Chairman Powell Testifies, Fed Payments System Goes Down

Federal Reserve Chairman Jay Powell testified on consecutive days before the Senate Banking Committee and the House Financial Services Committee, respectively. Chairman Powell, as he so often does, stuck closely to the script and tried to bob and weave his way around loaded questions and partisan punji pits. Powell has gotten accustomed to the dance and maybe even good at it. In an undercurrent you might not have necessarily noticed if you don’t watch Congressional hearings intently, Republicans kept giving Powell ‘attaboys while they were conspicuously absent from the other side of the aisle. Progressives are already calling for a candidate more in their ideological lane when Powell’s term expires in about eleven months.

Powell was asked whether he thought asset bubbles were forming. He said it was a ‘a very mixed picture’ and that some areas of the market exhibited potentially excessive valuation levels, while other important areas for financial stability like leverage and funding risk remained quite healthy. As a demonstration of the dynamics referenced in his remarks, even though there was chaos in bond markets this week as yields rose rapidly, the Stable Overnight Funding Rate (SOFR), the interest rate benchmark that has finally replaced the tarnished LIBOR, hit new lows of .1% this week in stark contrast to the other end of the curve.
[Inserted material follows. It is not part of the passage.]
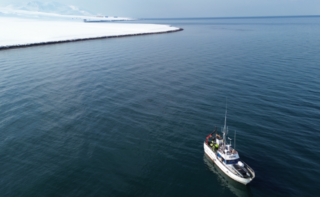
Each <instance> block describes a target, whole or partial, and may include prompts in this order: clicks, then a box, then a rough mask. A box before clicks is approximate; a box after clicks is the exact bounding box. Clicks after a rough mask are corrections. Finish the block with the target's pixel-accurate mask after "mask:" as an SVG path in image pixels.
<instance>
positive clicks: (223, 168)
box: [203, 143, 252, 185]
mask: <svg viewBox="0 0 320 197" xmlns="http://www.w3.org/2000/svg"><path fill="white" fill-rule="evenodd" d="M203 148H204V152H205V153H206V154H207V156H208V157H209V158H210V159H211V160H212V161H213V162H214V163H215V164H216V165H217V166H218V167H219V168H220V170H221V171H222V172H224V173H225V174H226V175H227V176H228V177H230V178H231V179H233V180H235V181H237V182H239V183H242V184H244V185H247V184H248V183H250V182H251V181H252V178H242V177H239V176H237V175H235V174H234V173H233V172H231V171H230V170H229V169H228V168H226V167H225V166H224V165H223V164H222V163H221V162H220V161H219V160H218V158H217V156H216V154H215V153H214V152H213V150H212V148H211V147H210V146H208V145H207V144H206V143H203Z"/></svg>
When the Fed is on the spot as much as is it is this week it is quite natural for the Governors to take a concerted messaging effort in order to maximize their assuaging effects. Governor Lael Brainerd gave a web-casted lecture at Harvard entitled How Should We Think about Full Employment in the Federal Reserve’s Dual Mandate? She gives an extensive explanation of how changing economic relationships over the past decade have led inflation to trend significantly below target and to become insensitive to resource utilization. She, like Powell, thinks the Fed could be as much as 3 years away from target.

As James H. Stock recently pointed out in his Foreign Affairs article, The Rate Debate, during the 1990s recession for each percentage point increase in unemployment inflation fell by 0.8%, in the 2000 recession that figure was 0.4%, during the Global Financial Crisis it was 0.3% and in the most recent recession it was 0.1%. So, as you can see the Fed is quite confident in the data underpinning its new framework and this is why Powell can so confidently proclaim before Congress that inflationary forces are unlikely ‘turn on a dime.’

A chorus of other officials including even the relatively hawkish Mr. Bostic echoed Powell’s sentiments that they were not concerned about the rate-rises and, in fact, view them as evidence of a strong recovery on the horizon.

In perhaps one of the best real-time displays as to why a ‘digital dollar’ might have utility, the antiquated but incredibly essential payments infrastructure maintained by the Fed went down for a few hours. The ACH and several other crucial interbank functions were affected.

Asset purchases continued at a pace of $40 billion a month for MBS and $80 billion a month for Treasuries. The benchmark yield on the 10 year is 1.407% up from 1.34% last week. On Thursday, it briefly went above 1.6%.